A few years ago, researchers discovered that CRISPR / Cas9, which acts as a small molecular scissors, can cut precisely at certain points in DNA. This new technology has made genetic engineering much easier and simpler. Small wounds in DNA can activate two different repair mechanisms in cells that can also be used by researchers to force cells to fill new pieces of DNA at the wound site. A new genetic tool to label specific genes in human organoids.
One of these methods, known as non-homologous binding, is believed to make mistakes, which is why it is not often used to insert new DNA fragments.
The researchers then used CRISPR-HOT to insert the neon label into human organoid DNA, so that the neon label is attached to the specific gene they want to study.
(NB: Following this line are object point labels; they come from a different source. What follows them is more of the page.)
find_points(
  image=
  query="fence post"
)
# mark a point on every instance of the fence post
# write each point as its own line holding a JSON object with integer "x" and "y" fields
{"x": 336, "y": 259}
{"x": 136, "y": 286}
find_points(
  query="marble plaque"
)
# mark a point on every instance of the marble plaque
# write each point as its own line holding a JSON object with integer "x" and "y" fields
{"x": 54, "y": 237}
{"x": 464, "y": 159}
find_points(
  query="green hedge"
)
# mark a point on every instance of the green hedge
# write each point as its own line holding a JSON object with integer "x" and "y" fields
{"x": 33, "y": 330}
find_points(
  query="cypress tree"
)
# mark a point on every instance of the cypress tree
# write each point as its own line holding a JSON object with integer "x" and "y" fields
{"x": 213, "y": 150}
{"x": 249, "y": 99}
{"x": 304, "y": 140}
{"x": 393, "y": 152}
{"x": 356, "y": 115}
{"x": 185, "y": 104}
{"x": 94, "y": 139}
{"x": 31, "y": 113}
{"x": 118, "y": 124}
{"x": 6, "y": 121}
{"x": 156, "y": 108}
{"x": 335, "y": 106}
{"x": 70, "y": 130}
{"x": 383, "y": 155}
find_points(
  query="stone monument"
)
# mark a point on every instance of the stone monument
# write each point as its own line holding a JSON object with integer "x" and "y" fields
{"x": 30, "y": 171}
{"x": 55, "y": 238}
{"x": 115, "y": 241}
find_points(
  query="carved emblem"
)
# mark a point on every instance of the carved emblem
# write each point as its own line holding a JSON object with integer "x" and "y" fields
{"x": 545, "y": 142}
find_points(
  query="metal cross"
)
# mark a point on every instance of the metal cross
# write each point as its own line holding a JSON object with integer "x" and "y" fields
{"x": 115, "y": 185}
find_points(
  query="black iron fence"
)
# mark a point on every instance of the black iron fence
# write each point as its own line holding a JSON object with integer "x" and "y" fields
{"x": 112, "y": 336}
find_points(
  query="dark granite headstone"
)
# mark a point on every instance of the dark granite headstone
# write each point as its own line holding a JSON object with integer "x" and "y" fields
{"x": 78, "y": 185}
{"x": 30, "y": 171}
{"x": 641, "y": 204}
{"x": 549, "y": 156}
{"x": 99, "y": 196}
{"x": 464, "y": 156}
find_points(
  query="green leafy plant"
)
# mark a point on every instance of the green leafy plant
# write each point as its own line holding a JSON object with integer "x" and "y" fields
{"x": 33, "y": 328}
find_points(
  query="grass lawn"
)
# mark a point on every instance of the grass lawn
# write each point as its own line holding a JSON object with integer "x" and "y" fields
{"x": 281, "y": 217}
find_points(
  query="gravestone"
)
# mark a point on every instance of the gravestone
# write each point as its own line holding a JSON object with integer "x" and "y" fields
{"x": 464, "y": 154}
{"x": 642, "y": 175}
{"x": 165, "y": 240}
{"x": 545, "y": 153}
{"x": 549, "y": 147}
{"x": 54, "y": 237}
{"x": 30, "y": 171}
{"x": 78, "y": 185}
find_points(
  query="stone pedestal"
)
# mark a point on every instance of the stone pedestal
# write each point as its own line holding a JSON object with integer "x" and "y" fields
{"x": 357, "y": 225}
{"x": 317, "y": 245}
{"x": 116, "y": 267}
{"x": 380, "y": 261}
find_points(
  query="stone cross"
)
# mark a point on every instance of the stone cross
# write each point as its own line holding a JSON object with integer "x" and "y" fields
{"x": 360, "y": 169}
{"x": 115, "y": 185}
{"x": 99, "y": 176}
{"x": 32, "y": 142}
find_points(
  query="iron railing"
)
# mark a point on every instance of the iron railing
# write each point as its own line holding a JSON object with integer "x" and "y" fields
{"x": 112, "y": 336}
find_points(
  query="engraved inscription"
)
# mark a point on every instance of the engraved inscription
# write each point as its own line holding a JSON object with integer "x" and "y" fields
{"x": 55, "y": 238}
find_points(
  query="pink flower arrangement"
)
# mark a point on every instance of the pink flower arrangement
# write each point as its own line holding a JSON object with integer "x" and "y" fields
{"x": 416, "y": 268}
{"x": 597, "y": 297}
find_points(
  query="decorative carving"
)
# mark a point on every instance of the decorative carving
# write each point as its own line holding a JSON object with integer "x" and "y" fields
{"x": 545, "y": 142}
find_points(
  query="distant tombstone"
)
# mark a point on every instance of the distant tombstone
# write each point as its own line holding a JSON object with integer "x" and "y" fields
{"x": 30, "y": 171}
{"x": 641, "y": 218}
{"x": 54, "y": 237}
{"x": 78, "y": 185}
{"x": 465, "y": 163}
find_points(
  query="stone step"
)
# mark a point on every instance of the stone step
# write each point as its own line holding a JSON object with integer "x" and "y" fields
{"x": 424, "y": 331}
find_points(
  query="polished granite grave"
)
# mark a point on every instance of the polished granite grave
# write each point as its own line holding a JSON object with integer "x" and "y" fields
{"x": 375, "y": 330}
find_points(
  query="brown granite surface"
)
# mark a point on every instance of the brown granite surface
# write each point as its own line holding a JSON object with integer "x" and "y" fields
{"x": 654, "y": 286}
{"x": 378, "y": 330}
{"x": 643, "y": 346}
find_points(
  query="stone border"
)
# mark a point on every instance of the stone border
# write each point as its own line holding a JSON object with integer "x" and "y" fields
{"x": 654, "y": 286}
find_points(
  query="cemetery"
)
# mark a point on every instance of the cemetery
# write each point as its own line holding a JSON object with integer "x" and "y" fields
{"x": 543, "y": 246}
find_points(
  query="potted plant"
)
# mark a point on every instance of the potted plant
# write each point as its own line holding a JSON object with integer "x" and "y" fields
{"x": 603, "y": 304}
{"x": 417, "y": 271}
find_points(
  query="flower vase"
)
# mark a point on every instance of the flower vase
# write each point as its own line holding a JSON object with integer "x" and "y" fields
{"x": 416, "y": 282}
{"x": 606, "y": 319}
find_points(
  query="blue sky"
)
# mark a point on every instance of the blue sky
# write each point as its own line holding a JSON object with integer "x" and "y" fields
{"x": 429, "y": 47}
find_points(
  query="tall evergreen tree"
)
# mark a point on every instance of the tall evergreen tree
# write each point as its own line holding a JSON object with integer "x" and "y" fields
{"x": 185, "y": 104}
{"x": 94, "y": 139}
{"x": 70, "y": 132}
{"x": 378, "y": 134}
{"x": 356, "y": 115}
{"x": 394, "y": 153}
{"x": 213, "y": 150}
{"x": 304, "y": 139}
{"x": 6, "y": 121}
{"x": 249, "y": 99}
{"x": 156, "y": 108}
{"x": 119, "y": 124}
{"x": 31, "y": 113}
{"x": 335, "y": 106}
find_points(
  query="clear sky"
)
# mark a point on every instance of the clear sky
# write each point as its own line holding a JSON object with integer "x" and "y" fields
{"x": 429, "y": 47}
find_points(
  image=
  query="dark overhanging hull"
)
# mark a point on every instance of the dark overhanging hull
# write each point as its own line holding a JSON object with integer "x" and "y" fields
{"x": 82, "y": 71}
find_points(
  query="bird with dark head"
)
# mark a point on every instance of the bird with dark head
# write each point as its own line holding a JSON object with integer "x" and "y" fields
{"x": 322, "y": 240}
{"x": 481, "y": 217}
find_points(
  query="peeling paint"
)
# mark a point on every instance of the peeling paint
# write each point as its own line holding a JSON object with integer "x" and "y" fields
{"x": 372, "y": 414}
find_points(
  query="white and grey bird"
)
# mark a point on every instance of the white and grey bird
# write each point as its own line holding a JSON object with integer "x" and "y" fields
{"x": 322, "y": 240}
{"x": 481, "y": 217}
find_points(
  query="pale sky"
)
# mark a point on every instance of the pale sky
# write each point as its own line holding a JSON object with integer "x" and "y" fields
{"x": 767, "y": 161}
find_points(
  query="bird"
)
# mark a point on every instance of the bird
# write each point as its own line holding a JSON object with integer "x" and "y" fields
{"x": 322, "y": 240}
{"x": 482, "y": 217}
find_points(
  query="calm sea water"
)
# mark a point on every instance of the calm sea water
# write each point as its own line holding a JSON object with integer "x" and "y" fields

First, the researchers identified a specific type of cell that is very rare in the intestine: enteroendocrine cells. These cells produce hormones to regulate, for example, glucose levels, food intake and gastric emptying. Because these cells are very rare so it is difficult to learn.
However, with CRISPR-HOT, researchers can easily “paint” these cells in different colors and then easily identify and analyze them.
Second, the researchers drew an organoid from a particular type of cell in the liver, the bile duct cells. With the help of CRISPR-HOT, they visualize keratin, a protein involved in cell skeletons. After looking at this high-resolution keratin in detail, the researchers found their organization in an ultrastructural way.
This keratin also changes expression when cells are specialized or differentiated. Therefore the researchers estimate that CRISPR-HOT can be useful for studying cell fate and cell differentiation.
There are many hepatocytes in the liver that contain two (or more) times the DNA of normal cells. It is not clear how these cells are formed and whether they can separate because of this abnormal amount of DNA.
Older adults contain more of these abnormal hepatocytes, but it is unclear whether they are related to diseases such as cancer. Artegiani and Hendriks used CRISPR-HOT to mark specific components of cell division in the hepatocyte machine and examine the process of cell division. A new genetic tool to label specific genes in human organoids.
In addition, the researchers examined the effects of mutations in the TP53 gene that are common in liver cancer in abnormal cell division in hepatocytes. Without TP53, this abnormal hepatocyte divides more often. This could be one of the ways that TP53 contributes to the development of cancer.
Researchers believe that CRISPR-HOT can be used in many types of human organoids to express all types of genes or cells and to study many developmental problems and diseases.